The Mockingbirds by Daisy Whitney
My rating: 4 of 5 stars
This is not an easy book to read. In the ideal world, date rape is prosecuted by the legal system. But in the ideal world, there are not so many shades of gray.
The story begins with the protagonist waking up in an unfamiliar room without clothes next to a boy she barely recognizes. She quickly dresses and leaves, realizing she lost her virginity and doesn't remember it. Throughout the book, memories return to her. She was drinking and blacked out. Was she a participant to the encounter? If she participated at all, does that make her culpable? Does the fact that she was drunk play a part to her culpability? These questions are explored and answered throughout the story and a trusted adult figure plainly explains to her that if she did not grant permission, it is rape.

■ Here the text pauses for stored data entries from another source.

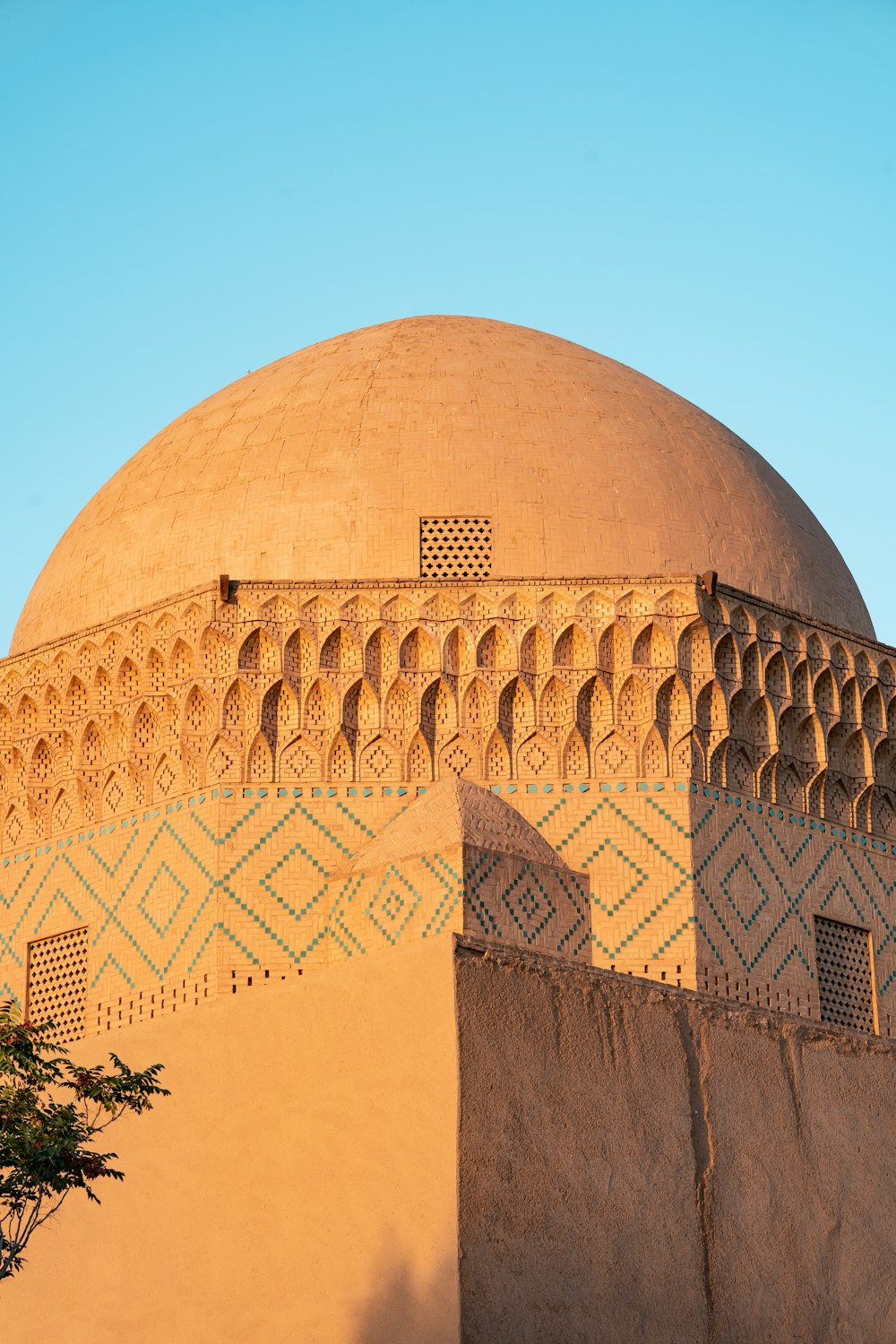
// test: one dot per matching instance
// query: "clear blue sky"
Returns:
(702, 190)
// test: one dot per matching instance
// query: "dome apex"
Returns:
(323, 465)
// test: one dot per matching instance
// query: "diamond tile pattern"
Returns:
(58, 983)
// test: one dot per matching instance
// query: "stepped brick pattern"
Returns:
(191, 785)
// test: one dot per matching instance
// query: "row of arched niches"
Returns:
(495, 685)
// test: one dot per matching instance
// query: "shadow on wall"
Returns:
(410, 1311)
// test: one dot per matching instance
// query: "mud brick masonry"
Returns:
(444, 632)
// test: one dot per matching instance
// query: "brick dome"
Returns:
(323, 464)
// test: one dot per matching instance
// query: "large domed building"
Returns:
(445, 626)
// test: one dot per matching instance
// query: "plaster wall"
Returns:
(298, 1185)
(643, 1164)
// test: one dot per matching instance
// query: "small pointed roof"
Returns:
(454, 812)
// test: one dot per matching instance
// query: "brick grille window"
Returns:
(455, 547)
(58, 983)
(845, 980)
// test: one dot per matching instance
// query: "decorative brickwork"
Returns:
(497, 682)
(56, 984)
(592, 710)
(455, 547)
(845, 978)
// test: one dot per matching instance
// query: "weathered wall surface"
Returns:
(298, 1185)
(637, 1163)
(185, 900)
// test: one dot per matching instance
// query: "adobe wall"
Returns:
(761, 875)
(300, 1185)
(642, 1164)
(214, 892)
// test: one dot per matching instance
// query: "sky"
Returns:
(704, 191)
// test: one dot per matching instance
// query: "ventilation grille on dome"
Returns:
(455, 547)
(845, 980)
(58, 983)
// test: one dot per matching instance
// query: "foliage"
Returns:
(51, 1110)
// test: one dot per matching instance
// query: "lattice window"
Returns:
(845, 976)
(455, 547)
(58, 983)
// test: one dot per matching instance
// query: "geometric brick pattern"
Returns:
(712, 890)
(495, 679)
(845, 984)
(58, 983)
(762, 878)
(455, 547)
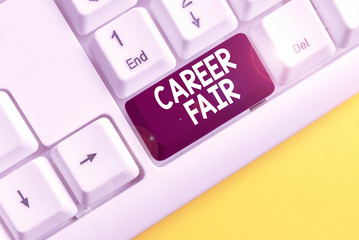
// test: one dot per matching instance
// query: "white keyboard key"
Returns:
(62, 91)
(87, 15)
(292, 40)
(131, 52)
(16, 139)
(3, 234)
(341, 18)
(95, 162)
(249, 9)
(191, 26)
(33, 201)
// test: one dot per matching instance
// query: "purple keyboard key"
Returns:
(199, 97)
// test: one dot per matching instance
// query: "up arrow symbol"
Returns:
(24, 201)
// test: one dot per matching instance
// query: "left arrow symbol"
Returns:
(24, 201)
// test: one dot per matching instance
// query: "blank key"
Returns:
(33, 201)
(249, 9)
(16, 139)
(292, 40)
(3, 234)
(87, 15)
(342, 19)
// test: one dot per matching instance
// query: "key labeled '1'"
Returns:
(199, 97)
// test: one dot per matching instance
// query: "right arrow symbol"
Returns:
(90, 158)
(195, 20)
(24, 201)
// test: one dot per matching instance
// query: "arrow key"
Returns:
(33, 201)
(95, 162)
(193, 25)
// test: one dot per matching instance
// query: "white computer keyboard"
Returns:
(113, 114)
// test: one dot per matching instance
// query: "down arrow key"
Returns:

I liked that the rape is not cut and dried. Date rape is far too common yet far too overlooked. I had at least two roommates during college who were date raped. My best friend escaped a date rape when the guy's roommates walked in, seeing her shirt unbuttoned and her arms pinned. With the years and experience since she told me, I now understand why she wanted to throw up every time we saw him on campus. I also understand why I wanted to throw up when I was paired with my roommates rapist for a first aid final. No matter how compromising the circumstances (getting drunk or making out), sex without permission is rape.
The story does not preach. In fact, one of the characters does not agree with the student-created Mockingbirds (Student Justice System). However, I love that students at a college created this system to deal with offenses against other students.
The story is well written. The characters well developed. The subject is difficult yet well addressed.